Quite recently, specifically on August 8, a so-called “funny” post with derogatory and colorist implications, from July 16, 2019, went viral on Facebook among the Arab community. It read “Today’s pearl of wisdom: If you tan too much, you become Uncle Abdu. Sincerely, Uncle Abdu” — Uncle Abdu is a stereotypical epithet for an Egyptian elderly dark-skinned doorman.

What else can it be, if not colorism, when almost all of the comments jibe with such post? What else can it be, if not colorism, when the overwhelming majority of users are mentioning their friends to laugh at such a “joke”? If this is not colorism, what else can it be?

It’s ironic that we voiced our solidarity with Black people after the death of George Floyd and condemned what was happening in the U.S., yet still refused to believe that racism and colorism are inextricably intertwined in our community.
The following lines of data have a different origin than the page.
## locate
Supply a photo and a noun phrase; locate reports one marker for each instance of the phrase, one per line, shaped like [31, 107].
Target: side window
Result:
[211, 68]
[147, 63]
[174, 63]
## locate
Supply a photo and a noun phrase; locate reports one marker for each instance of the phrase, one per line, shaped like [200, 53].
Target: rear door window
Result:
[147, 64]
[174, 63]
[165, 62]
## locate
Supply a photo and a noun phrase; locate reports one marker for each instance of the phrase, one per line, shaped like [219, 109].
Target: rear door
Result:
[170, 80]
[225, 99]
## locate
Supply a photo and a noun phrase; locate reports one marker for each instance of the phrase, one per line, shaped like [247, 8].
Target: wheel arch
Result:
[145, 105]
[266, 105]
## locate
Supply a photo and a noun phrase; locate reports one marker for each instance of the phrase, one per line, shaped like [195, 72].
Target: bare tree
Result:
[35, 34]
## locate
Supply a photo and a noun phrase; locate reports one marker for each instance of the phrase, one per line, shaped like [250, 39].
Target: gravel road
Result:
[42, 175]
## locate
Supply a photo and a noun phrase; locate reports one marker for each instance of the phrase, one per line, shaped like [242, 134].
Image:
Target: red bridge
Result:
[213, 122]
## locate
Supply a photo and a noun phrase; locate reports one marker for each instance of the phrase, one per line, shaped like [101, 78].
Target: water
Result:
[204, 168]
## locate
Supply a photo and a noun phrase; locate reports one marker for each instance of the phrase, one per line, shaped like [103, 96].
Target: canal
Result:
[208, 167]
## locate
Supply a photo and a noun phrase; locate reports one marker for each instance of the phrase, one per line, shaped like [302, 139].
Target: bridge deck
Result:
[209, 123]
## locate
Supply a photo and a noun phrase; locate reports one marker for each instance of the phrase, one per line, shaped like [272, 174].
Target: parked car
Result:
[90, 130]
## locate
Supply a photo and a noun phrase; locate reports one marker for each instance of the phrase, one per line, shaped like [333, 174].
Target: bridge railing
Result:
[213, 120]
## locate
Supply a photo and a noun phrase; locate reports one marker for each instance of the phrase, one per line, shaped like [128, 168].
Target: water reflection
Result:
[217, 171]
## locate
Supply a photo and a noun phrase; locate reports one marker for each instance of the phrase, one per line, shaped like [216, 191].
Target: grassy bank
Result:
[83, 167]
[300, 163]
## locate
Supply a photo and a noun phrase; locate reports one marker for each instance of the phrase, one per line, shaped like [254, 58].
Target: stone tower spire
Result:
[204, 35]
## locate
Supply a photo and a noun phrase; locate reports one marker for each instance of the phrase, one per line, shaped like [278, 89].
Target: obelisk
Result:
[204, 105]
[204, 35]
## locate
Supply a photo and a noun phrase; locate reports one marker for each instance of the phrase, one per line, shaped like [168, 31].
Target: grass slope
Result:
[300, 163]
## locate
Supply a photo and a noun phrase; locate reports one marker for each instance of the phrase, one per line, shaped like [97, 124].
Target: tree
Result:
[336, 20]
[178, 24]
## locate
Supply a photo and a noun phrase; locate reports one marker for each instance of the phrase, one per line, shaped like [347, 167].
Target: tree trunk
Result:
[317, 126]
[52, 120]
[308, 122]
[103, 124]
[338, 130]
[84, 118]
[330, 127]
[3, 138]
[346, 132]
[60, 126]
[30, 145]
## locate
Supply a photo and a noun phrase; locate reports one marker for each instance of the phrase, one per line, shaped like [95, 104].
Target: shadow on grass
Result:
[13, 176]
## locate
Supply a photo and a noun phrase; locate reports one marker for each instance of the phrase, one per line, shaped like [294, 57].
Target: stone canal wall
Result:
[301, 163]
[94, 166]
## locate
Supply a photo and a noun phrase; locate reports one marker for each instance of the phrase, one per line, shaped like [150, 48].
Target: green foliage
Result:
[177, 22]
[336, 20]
Colorism is so normalized, so much so it no longer raises a red flag — and we can never obtain our rights if we don’t give others their rights.

We need a whole ideological reform. But, we cannot reconstruct our ideology when we deliberately turn a blind eye to racism and colorism — specifically when we’re always in denial. Surely, we have many anti-colorists and anti-racists across our Arab community, but we rarely hear their voices amidst our noise. We need to hit that mute button and listen to them. I stayed up all night, staring at the ceiling, reflecting upon the situation, repeating my new empowering mantra — one that I never ceased to utter ever since then: search, read, learn, enlighten, change.